A. It is quite different to the old car. It is better in faster stints, better in braking and it is more balanced. It's more like Formula One and I think they did well to make it closer to Formula One.
Q. How will you prepare for racing in GP2 at a new street course like Valencia?
A. I have had to do it a lot because last year I didn't know many tracks in GP2. So it's not the first time I will race in GP2 at a track which I have no experience with the GP2 car. You have to see the circuit map and try to see more or less the difficult corners and easier corners, but then until you are racing there you really don't know, for example, where the braking points are. I am lucky to have raced a GT2 Ferrari 430GT there a few weeks ago, so I now have a basic understanding of the circuit. However, for my first visit there with GP2 I think it will be very important to do the full 30 minutes of free practice, not to lose any time and to do as many laps as we can.
Q. What are the differences in set-up for a street circuit?
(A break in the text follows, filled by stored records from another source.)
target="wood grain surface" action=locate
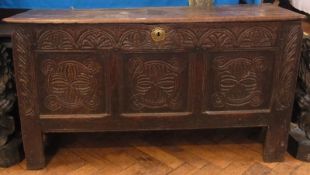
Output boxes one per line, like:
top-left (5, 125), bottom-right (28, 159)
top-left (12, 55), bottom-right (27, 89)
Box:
top-left (4, 5), bottom-right (304, 23)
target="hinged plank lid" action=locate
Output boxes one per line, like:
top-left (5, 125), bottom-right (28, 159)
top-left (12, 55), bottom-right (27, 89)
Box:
top-left (4, 5), bottom-right (304, 24)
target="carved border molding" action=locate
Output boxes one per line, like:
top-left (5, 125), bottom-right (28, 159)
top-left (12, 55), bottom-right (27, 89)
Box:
top-left (13, 27), bottom-right (36, 117)
top-left (276, 25), bottom-right (302, 111)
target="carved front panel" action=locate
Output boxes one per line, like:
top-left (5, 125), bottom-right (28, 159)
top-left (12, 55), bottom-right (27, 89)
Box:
top-left (204, 52), bottom-right (274, 110)
top-left (123, 53), bottom-right (189, 113)
top-left (38, 54), bottom-right (106, 114)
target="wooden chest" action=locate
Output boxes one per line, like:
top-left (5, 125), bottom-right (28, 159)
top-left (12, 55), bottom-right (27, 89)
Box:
top-left (5, 5), bottom-right (302, 169)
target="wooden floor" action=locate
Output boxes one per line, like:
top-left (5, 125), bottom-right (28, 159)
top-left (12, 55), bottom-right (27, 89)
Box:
top-left (0, 129), bottom-right (310, 175)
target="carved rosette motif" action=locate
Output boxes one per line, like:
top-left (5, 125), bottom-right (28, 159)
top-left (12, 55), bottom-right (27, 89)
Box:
top-left (128, 58), bottom-right (185, 111)
top-left (212, 57), bottom-right (267, 107)
top-left (13, 27), bottom-right (37, 117)
top-left (276, 25), bottom-right (302, 111)
top-left (41, 59), bottom-right (101, 111)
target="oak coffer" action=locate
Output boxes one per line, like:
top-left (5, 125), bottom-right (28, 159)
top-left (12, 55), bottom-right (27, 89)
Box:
top-left (5, 5), bottom-right (303, 169)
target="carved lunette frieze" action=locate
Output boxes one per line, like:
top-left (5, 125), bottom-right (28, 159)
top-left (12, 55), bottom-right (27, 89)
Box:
top-left (276, 25), bottom-right (302, 111)
top-left (13, 27), bottom-right (37, 117)
top-left (37, 25), bottom-right (277, 50)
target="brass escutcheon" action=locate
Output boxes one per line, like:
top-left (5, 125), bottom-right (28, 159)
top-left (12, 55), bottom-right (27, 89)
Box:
top-left (151, 27), bottom-right (166, 42)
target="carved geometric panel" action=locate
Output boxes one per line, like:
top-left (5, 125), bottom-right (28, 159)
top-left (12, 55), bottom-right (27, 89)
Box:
top-left (204, 52), bottom-right (273, 110)
top-left (123, 53), bottom-right (189, 113)
top-left (38, 54), bottom-right (105, 114)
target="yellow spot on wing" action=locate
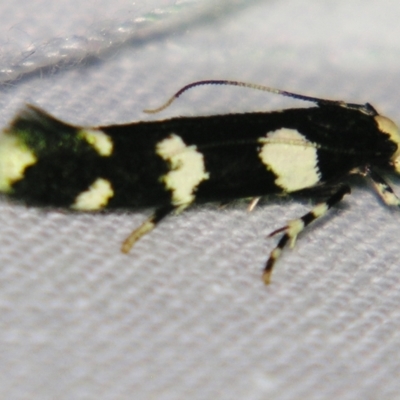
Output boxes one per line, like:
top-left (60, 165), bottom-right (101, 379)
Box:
top-left (78, 129), bottom-right (114, 157)
top-left (71, 178), bottom-right (114, 211)
top-left (0, 133), bottom-right (37, 192)
top-left (259, 128), bottom-right (320, 192)
top-left (156, 134), bottom-right (209, 206)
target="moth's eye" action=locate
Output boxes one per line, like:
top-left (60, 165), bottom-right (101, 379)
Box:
top-left (375, 115), bottom-right (400, 162)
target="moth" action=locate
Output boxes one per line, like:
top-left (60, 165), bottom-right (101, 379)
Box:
top-left (0, 80), bottom-right (400, 283)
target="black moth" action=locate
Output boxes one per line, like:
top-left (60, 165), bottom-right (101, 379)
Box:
top-left (0, 80), bottom-right (400, 283)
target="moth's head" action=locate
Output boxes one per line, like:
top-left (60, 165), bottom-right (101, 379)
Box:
top-left (375, 115), bottom-right (400, 174)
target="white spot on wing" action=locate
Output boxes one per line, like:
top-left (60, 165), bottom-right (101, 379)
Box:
top-left (0, 133), bottom-right (37, 192)
top-left (156, 134), bottom-right (209, 206)
top-left (259, 128), bottom-right (321, 192)
top-left (79, 129), bottom-right (114, 157)
top-left (71, 178), bottom-right (114, 211)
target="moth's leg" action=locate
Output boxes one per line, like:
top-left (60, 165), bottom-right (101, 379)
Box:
top-left (365, 168), bottom-right (400, 207)
top-left (121, 205), bottom-right (178, 253)
top-left (263, 185), bottom-right (350, 285)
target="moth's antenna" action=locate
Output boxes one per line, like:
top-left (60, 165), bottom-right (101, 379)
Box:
top-left (143, 79), bottom-right (377, 115)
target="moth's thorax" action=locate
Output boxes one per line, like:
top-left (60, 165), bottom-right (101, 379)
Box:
top-left (375, 115), bottom-right (400, 173)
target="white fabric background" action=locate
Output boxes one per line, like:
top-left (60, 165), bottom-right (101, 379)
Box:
top-left (0, 0), bottom-right (400, 400)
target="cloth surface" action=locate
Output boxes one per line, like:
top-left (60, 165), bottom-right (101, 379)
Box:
top-left (0, 0), bottom-right (400, 400)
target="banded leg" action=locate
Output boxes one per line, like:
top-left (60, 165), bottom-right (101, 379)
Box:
top-left (365, 168), bottom-right (400, 207)
top-left (262, 185), bottom-right (350, 285)
top-left (121, 205), bottom-right (177, 253)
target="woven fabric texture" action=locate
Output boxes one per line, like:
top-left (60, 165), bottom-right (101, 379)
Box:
top-left (0, 0), bottom-right (400, 400)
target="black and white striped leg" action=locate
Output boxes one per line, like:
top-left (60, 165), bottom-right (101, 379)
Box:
top-left (263, 185), bottom-right (350, 285)
top-left (121, 205), bottom-right (177, 253)
top-left (365, 168), bottom-right (400, 207)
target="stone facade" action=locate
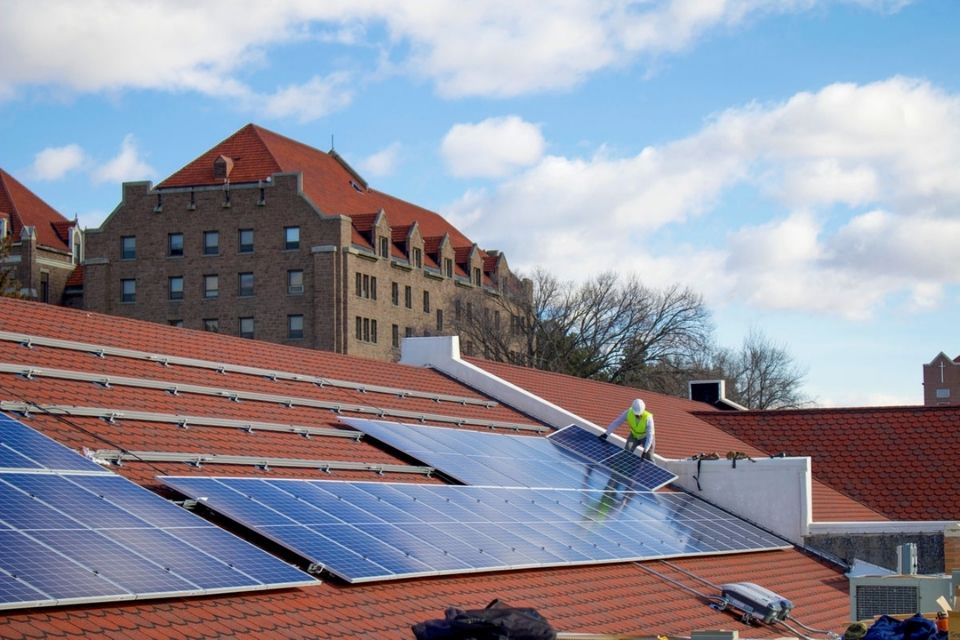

A. As a street circuit, Monte Carlo is very bumpy with corners with a lot of camber so the set-up has to be very soft to not lose tyre performance. For Valencia, things will be quite different as it is new and bigger. It will be more or less like a normal track for GP2 but in the city. So the set-up I think will not be like Monte Carlo but more like a normal track, like Magny Cours.
Q. What do you think will be the secret of maximising tyre performance in Valencia?
A. The secret is always the same, to push more than the other drivers, try and brake later than the others and accelerate before them.
Q. Do you work closely with the Bridgestone engineers in GP2 and how do they help you?
A. We get all of the information from them on the tyres that we need. We also provide Bridgestone with all the information they ask for about how the tyres were in the sessions, performance and oversteer. We work very closely with the Bridgestone engineers.